Eventually, Watson finds himself objecting to Sherlock’s seeming indifference. The doctor increasingly sees Sherlock as something of an abomination because, while undoubtedly helping ameliorate crime, he displays no gushing sentiment towards its victims. ‘Will it help them?’ Sherlock asks caustically, to which Watson replies with a surly ‘No’, but as if actually helping them is not in itself the point. The point for Watson, the ‘everyman’ of the programme, is the gesture of sentiment itself – whether it is helpful or not. (There is also perhaps an element of the Big Other at work here – that even though the victims themselves are ignorant as to whether or not Sherlock betrays feeling for them, he is nevertheless expected to do so as a way of satisfying the Big Other’s expectations.) At one point, Sherlock, agitated by Watson’s sulky accusations of heartlessness, snaps: ‘There are plenty of people dying in this hospital. Go cry by their bedsides, see if it makes any difference’. Watson’s sentimental reaction is thus shown to be a facile, merely rhetorical palliative which Sherlock himself eschews in favour of cold – but ultimately more helpful – thought.

Redolent in the reaction of Watson to Sherlock here is Zizek’s observation that for most people ‘there is a sense in which a cold analysis of violence somehow reproduces and participates in its horror’. Opposed to this form of cold analysis is today’s predominant mode of addressing violence: in which the ‘fake sense of urgency that pervades the left-liberal humanitarian discourse on violence’ is underpinned by a ‘sense of moral outrage’ – both of which in reality operate as obfuscatory mechanisms that preclude any meaningful interrogation of the root causes of violent events. During the time that Watson is succumbing to sentimentality and moral indignation, he is in fact distracting Sherlock from what should be the more pressing task of actually solving the mystery and therefore saving the lives of the people held hostage. The bluff, caring, mawkishness of Watson therefore actually endangers the lives of the hostages, and yet it is Sherlock who during the exchange is tarnished with an air of impropriety.

Especially relevant here is Zizek’s take on a scenario which Sartre used to demonstrate existential freedom, in which a Frenchman is presented with a choice of either going to war to fight the Nazi invasion, or staying at home to nurse his sick mother. Only by exercising pure abyssal freedom (as opposed to adhering to preexisting moral codes of conduct) can this difficult decision be made. But Zizek offers a third option: ‘to tell his mother that he will join the Resistance, and to tell his Resistance friends that he will take care of his mother, while, in reality, withdrawing to a secluded place and studying’. What Zizek means here I think is that the hysteria of a morality grounded in sentiment – be it jingoistic, filial, or humanitarian – should be avoided when thinking about ways in which to actually improve upon the world. The dispassion of Sherlock’s approach means he avoids the mystification which Zizek claims is inherent in a direct confrontation with violence, ‘in which the overpowering horror of violent acts and empathy with its victims inexorably functions as a lure which prevents us from thinking’. Sherlock’s refusal to succumb to the effusive displays of sentiment expected by society is thus essential to his ability to actually help those affected by violence.

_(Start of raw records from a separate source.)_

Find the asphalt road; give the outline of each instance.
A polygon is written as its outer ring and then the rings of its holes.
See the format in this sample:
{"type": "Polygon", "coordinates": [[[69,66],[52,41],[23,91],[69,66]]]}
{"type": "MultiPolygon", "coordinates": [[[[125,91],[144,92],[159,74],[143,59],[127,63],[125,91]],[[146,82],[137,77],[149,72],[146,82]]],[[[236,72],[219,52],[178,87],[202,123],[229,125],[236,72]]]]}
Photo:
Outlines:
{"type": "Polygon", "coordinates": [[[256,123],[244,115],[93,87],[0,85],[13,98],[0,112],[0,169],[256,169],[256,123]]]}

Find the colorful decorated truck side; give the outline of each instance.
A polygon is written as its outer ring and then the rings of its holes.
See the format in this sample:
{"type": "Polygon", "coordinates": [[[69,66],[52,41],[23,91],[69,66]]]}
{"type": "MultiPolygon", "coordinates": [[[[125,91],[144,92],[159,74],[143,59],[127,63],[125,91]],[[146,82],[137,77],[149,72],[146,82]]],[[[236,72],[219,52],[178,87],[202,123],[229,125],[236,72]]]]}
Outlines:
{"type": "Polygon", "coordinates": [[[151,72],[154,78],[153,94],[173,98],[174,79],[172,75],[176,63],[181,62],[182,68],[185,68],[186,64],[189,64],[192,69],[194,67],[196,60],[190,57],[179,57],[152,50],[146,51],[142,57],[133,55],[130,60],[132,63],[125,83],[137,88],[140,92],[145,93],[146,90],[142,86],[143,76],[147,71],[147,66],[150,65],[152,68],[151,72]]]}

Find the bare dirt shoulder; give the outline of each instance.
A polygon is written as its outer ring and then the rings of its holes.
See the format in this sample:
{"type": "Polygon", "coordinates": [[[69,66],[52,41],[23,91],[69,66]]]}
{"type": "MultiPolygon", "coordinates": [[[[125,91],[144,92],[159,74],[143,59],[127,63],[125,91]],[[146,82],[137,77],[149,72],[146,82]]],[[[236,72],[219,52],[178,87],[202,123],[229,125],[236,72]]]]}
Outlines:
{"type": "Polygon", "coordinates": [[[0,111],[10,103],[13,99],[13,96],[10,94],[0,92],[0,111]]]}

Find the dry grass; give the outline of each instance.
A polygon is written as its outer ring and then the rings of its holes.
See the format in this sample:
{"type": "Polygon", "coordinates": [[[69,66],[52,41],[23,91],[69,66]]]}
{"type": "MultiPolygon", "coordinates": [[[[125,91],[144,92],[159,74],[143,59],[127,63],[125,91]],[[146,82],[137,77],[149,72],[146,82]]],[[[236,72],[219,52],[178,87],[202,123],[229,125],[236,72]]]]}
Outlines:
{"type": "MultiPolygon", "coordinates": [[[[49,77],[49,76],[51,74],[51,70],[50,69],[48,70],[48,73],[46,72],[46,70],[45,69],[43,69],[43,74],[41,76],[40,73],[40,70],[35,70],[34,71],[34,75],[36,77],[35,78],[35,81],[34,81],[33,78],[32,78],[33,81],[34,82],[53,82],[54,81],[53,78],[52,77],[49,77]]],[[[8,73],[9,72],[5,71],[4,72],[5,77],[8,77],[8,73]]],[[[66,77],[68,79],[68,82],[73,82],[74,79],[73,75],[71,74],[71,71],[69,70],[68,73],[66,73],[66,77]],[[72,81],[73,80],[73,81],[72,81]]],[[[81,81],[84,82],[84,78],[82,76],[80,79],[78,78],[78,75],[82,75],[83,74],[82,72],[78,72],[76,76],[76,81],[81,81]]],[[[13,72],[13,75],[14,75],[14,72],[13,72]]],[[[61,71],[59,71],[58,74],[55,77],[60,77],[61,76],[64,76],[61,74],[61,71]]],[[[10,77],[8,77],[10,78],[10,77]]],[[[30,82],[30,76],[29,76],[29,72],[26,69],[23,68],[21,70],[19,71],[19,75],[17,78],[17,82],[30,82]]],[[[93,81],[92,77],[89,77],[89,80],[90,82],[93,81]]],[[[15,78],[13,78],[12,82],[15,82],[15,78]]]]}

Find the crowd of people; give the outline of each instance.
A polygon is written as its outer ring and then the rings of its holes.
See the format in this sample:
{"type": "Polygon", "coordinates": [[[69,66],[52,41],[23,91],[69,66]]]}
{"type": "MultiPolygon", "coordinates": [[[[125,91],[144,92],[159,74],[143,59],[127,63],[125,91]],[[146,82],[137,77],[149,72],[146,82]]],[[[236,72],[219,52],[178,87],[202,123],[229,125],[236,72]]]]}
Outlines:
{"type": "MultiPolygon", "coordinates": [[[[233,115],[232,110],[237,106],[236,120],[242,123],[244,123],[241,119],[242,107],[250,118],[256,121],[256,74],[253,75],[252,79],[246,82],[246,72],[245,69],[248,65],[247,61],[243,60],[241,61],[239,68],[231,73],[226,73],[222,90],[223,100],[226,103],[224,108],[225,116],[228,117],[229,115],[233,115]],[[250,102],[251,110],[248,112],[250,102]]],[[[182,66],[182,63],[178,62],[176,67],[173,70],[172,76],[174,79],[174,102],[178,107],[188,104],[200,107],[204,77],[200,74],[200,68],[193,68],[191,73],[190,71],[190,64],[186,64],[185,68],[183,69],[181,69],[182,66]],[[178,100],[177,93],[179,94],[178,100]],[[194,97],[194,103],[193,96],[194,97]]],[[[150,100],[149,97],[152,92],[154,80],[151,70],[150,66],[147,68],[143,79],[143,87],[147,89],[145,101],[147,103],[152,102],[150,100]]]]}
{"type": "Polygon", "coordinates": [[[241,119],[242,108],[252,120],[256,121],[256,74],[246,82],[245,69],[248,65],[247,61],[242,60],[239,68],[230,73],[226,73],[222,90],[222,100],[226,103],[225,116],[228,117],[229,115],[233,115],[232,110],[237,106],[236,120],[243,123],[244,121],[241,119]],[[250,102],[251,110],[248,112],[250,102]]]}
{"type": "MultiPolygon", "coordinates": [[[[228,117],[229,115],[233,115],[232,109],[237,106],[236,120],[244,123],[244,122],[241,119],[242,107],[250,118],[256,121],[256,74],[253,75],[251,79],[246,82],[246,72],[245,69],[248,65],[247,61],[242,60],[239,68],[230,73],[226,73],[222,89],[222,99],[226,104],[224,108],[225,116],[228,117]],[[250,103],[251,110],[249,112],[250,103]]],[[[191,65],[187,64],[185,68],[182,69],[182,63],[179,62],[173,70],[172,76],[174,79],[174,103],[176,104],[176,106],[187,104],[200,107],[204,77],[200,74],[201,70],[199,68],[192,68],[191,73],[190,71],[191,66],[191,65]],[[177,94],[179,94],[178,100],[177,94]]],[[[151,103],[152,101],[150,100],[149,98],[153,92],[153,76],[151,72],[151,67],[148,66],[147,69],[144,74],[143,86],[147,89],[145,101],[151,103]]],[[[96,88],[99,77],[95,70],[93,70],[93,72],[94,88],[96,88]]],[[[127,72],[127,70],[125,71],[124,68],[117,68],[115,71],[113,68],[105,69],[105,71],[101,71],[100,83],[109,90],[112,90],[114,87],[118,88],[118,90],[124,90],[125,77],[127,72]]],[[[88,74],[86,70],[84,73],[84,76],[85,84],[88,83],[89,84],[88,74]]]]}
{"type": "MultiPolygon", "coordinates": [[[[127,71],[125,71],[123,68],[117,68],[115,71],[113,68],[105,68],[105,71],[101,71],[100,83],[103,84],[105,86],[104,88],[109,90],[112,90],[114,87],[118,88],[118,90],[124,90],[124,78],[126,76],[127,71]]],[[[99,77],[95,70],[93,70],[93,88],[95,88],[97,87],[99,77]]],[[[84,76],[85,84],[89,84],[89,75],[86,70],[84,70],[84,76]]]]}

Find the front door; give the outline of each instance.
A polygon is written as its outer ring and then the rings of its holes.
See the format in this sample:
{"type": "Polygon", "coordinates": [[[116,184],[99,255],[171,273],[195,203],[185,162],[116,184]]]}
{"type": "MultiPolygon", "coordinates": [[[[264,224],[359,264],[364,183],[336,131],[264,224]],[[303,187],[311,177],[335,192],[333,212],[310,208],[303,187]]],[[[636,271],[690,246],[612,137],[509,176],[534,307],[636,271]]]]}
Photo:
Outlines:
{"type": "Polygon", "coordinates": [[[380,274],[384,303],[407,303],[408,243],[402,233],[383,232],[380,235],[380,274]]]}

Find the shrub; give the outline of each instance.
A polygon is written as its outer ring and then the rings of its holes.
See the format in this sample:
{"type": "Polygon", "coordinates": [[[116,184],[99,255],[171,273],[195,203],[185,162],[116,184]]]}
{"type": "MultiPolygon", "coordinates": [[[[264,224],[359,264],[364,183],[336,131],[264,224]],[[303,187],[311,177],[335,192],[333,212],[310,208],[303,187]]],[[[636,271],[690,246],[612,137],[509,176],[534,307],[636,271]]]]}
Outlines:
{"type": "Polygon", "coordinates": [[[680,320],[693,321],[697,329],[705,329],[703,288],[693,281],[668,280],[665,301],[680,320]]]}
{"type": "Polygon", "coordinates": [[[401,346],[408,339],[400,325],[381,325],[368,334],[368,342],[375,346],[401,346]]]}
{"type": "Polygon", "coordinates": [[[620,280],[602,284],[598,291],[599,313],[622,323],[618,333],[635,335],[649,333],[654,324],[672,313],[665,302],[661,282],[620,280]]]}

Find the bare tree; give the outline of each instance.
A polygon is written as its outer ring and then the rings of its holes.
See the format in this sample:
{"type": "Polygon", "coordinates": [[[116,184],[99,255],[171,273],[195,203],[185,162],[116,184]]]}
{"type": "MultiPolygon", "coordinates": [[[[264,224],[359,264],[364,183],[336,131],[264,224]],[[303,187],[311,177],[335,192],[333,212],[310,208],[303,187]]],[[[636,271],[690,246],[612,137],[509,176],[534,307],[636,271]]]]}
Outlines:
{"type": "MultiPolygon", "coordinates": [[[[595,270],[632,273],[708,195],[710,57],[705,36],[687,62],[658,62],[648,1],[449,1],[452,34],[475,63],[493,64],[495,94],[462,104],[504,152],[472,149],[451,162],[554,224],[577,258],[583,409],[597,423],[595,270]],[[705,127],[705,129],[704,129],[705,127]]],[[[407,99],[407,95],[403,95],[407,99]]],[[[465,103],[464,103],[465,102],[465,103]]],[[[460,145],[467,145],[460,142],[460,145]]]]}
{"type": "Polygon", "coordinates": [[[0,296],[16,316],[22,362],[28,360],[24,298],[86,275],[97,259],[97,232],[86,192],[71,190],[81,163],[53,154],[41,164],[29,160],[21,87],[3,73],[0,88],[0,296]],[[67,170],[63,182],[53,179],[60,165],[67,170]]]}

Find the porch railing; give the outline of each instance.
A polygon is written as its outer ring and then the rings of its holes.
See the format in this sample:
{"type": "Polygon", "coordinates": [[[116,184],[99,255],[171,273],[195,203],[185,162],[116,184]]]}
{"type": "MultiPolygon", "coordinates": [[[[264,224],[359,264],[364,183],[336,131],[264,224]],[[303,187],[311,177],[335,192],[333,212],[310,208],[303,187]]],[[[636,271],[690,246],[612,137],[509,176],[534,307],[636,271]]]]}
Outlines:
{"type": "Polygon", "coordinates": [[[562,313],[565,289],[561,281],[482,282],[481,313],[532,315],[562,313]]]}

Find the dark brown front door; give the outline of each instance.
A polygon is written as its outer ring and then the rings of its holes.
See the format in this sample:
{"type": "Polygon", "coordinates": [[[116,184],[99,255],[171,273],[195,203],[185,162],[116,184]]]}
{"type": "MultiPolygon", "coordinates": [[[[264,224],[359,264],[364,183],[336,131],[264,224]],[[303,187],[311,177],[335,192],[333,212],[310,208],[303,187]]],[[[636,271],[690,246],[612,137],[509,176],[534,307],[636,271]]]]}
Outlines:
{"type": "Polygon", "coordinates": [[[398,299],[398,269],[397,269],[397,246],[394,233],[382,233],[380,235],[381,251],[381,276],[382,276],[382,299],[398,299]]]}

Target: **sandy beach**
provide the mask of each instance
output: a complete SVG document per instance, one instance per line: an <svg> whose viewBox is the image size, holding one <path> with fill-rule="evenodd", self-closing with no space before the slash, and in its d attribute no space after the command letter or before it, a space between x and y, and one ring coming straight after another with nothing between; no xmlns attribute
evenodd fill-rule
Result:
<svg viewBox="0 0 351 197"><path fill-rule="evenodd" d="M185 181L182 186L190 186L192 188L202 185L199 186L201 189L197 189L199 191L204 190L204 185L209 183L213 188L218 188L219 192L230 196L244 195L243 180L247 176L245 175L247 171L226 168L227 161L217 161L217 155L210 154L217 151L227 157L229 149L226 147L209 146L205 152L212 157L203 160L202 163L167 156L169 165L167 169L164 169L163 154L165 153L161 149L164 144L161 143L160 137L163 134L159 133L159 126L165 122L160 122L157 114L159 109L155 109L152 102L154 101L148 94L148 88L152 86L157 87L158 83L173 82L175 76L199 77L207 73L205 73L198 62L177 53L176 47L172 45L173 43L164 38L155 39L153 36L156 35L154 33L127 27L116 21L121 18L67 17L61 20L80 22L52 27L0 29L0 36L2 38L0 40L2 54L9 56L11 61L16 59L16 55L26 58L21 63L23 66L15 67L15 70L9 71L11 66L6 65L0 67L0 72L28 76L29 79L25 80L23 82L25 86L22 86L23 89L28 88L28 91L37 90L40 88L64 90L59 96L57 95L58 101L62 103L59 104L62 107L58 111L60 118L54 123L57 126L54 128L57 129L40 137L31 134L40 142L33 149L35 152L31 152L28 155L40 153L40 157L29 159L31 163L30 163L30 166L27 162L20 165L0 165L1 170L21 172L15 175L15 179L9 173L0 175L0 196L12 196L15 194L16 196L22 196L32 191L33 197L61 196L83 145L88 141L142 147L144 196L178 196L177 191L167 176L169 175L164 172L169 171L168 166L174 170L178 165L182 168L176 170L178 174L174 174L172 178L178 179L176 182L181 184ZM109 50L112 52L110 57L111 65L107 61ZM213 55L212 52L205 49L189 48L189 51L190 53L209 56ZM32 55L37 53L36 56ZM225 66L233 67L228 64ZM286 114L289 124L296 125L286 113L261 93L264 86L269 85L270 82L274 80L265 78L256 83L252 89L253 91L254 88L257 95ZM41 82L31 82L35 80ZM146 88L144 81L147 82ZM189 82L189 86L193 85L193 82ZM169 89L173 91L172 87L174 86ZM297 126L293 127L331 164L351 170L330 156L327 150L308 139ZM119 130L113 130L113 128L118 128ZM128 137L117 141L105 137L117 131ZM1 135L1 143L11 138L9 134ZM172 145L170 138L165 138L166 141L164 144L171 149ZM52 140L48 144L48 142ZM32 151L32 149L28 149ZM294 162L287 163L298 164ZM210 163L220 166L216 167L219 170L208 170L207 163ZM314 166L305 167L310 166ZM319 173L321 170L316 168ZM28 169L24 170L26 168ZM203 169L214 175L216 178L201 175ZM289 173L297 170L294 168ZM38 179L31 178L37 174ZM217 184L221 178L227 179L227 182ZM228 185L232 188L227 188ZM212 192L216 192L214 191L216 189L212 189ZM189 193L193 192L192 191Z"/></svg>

Unfortunately, the writers of the show were not brave enough to see the helpfully dispassionate intellect of Sherlock through until the end. Ultimately, Watson himself is held hostage. Following some twists and turns he is freed, upon which Sherlock seems to betray some brief gushing relief, therefore apparently absolving himself of his previous crime of callousness. It is a regrettable retreat into moral black and whiteness – Sherlock is revealed as merely Good, both in his nod to a sentimental normativity, and in his intellectual efforts to think himself and others out of a crisis. The more interesting point – that sentimental performances are potentially harmful in their ability to mask inaction with vacuous gestures – is abandoned.